Much existing research in the field looks at what can go wrong, Sharda says, like foster parent burn-out.
“I was interested in the flip side. What enables us to keep going? Anybody in a helping profession — how do we do it without it taking us under? How do we continue doing work that we love, that is fulfilling — but that is also complicated and draining and sometimes even traumatizing — and remain healthy ourselves?”
Collaborating with student researcher Carlie McNiff ’22, Sharda networked with several Michigan organizations and recruited 16 foster parents for the study. Sharda interviewed each one in summer 2021. The following spring, McNiff presented the team’s initial findings at Hope’s Celebration of Undergraduate Research and Creative Activity. Their project received the college’s 2022 Social Sciences Young Investigators Award. McNiff is now studying for her MSW at the University of Michigan.
This summer, Sharda and social work major Rebekah Yurschak ’24 will conduct thematic analysis of the interviews with foster parents and draft a manuscript for submission to an academic journal. To share with stakeholders such as foster parents and child welfare practitioners, they’ll also highlight the study’s implications for policy and practice. The summer phase of the project is made possible by the Wichers Fund for Faculty Development, through Hope’s Nyenhuis Faculty Development Grant program.
Here’s a small sampling of what Sharda and her research assistants learned about the unprecedented pressures foster parents weathered during the COVID shutdown. Some study participants were frustrated when agency offices closed and regular home visits were not occurring. Suspension of court operations created even more uncertainty than usual about how long a foster child would stay. Some felt uncomfortable monitoring children’s Zoom meetings with parents or providing hands-on help with, say, occupational therapy during children’s online sessions with specialists. They missed support groups. Some who isolated from their own nearby parents to keep them safe missed the help they’d previously provided. Some felt their agency didn’t care enough about their family’s safety.

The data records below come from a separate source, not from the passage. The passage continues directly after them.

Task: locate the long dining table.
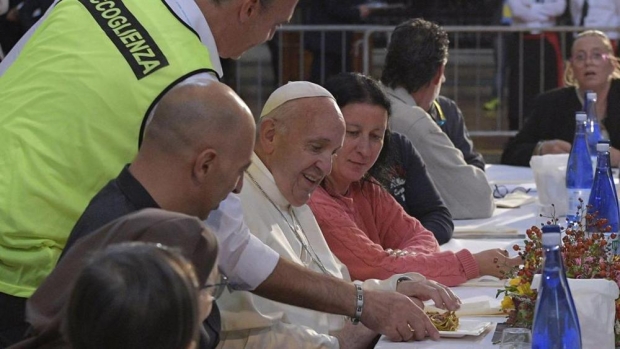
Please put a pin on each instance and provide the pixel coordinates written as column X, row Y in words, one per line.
column 505, row 228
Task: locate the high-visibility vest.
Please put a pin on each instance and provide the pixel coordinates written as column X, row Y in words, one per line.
column 71, row 111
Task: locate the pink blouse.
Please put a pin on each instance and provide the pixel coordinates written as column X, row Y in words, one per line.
column 360, row 226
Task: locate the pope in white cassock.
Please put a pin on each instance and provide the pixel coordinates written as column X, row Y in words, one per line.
column 300, row 130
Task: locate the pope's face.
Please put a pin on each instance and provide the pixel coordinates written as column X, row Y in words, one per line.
column 303, row 152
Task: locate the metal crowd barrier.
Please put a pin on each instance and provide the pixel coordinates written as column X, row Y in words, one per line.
column 476, row 72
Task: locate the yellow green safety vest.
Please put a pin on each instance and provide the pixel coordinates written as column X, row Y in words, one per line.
column 71, row 111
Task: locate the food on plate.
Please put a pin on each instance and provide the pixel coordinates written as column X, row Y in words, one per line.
column 447, row 321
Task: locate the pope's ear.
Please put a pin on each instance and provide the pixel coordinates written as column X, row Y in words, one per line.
column 249, row 8
column 267, row 134
column 204, row 161
column 439, row 76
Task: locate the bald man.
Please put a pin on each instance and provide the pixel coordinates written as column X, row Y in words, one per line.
column 187, row 163
column 69, row 123
column 301, row 129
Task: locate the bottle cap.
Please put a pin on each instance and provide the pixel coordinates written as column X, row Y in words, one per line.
column 580, row 116
column 551, row 228
column 602, row 146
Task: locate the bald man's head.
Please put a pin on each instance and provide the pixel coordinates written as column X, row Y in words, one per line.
column 196, row 147
column 194, row 115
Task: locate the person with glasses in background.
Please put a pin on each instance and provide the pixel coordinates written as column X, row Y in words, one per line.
column 158, row 284
column 550, row 127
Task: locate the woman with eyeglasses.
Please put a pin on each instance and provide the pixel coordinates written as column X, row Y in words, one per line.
column 550, row 127
column 137, row 295
column 117, row 306
column 362, row 223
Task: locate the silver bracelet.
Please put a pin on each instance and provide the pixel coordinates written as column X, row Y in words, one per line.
column 359, row 304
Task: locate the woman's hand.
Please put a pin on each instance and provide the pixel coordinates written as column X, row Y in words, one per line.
column 424, row 290
column 495, row 262
column 614, row 154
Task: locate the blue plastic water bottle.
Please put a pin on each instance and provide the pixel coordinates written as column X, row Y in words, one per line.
column 603, row 197
column 556, row 324
column 593, row 130
column 578, row 171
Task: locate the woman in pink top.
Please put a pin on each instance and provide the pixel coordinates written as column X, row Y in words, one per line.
column 363, row 225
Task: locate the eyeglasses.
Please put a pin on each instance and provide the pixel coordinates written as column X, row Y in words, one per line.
column 596, row 57
column 219, row 287
column 500, row 191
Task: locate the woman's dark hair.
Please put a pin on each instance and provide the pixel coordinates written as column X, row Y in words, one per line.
column 134, row 295
column 417, row 49
column 349, row 88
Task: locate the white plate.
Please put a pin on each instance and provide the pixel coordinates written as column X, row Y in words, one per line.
column 467, row 328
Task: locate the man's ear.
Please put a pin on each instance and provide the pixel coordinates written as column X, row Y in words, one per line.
column 249, row 8
column 204, row 162
column 267, row 135
column 439, row 75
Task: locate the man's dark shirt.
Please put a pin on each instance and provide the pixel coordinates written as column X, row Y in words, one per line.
column 454, row 127
column 121, row 196
column 410, row 184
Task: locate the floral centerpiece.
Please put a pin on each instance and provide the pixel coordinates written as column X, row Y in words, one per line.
column 585, row 255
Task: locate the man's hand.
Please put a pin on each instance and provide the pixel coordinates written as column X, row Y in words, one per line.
column 443, row 297
column 396, row 316
column 355, row 336
column 555, row 146
column 495, row 262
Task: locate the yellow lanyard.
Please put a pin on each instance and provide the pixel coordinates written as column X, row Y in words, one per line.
column 442, row 117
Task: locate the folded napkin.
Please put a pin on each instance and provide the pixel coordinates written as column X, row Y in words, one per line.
column 474, row 306
column 493, row 232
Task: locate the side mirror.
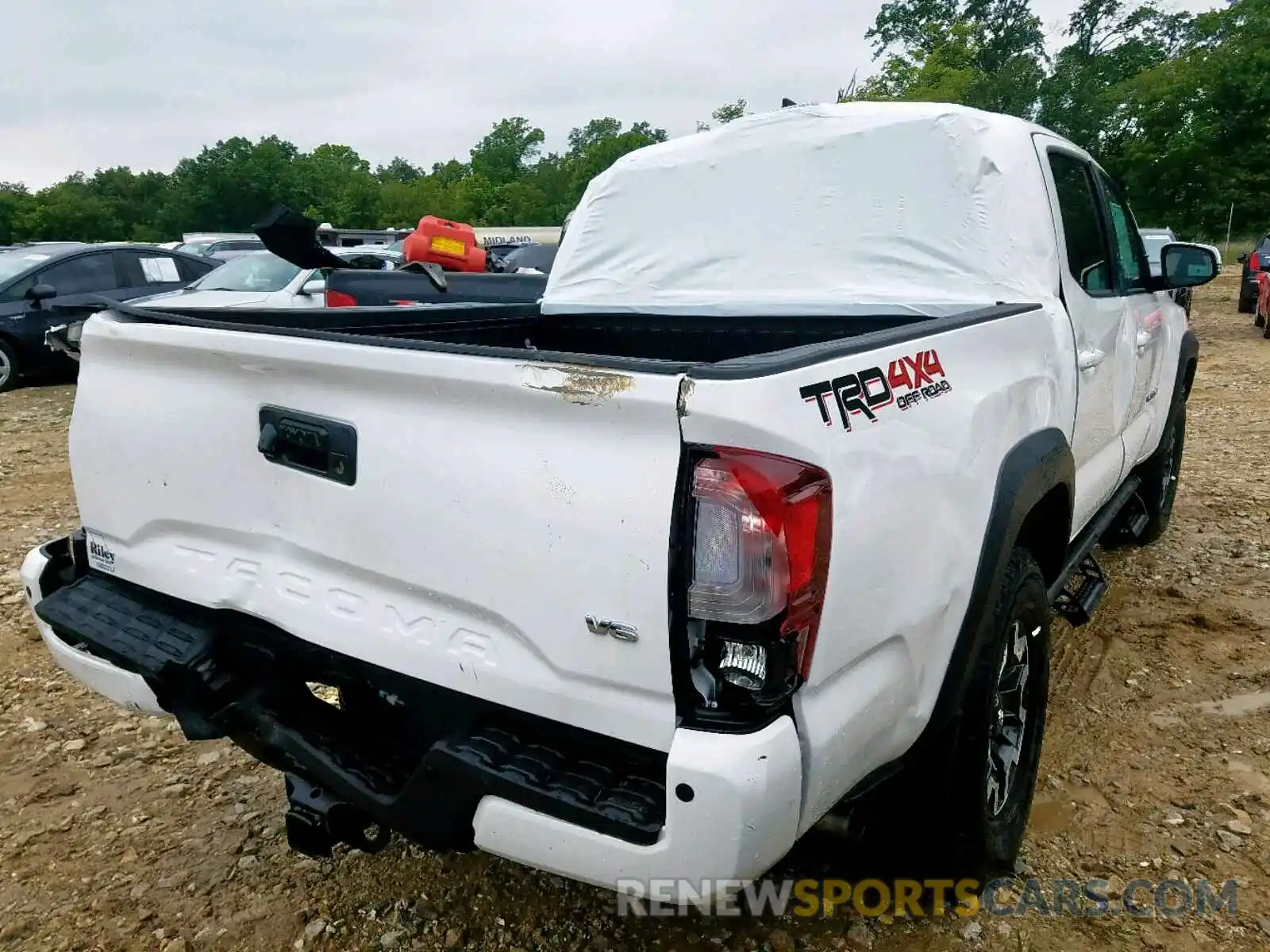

Infusing all that were experiences foster parents shared with parents more broadly: the sudden addition of new, unwelcome tasks that felt overwhelming.
“I’m Lysoling my cereal boxes, for heaven’s sake,” one foster parent told Sharda. “I don’t need added stress on top of it. Like, what more do you want us to do?”
But some foster parents also saw a silver lining. “A hopeful, positive piece is that many families mentioned actually enjoying the shrinking of their worlds. They were able to bond and get to know their kids in a different, accelerated way, because they were forced to. All the services that weren’t happening, plus all the additional stuff that kids in foster care have — all that evaporated for a while. Families mentioned that that was really sweet time — not always, but often.”
Perhaps most important to Sharda’s purpose in this research, she found that study participants drew strength from fairly simple things, like an online support group, a church providing dinner once a week, or friends alongside them in a “COVID bubble.”
Sharda and her husband have fostered nine children since becoming licensed in 2009, so she could relate to what she heard.
“We need people to talk to, bring us meals, pick our kids up at school — to send a complaining text to in the middle of the night,” Sharda says. When caring for a foster child, she and her husband lean on friends who “get it in ways that other friends don’t. We’ve got a really good village around us. That’s something that I want everybody to experience if they want to do this work.”
“Fostering can be really confusing and isolating and challenging. Those who have friends, neighbors, religious community around them aren’t as impacted by the hard stuff.”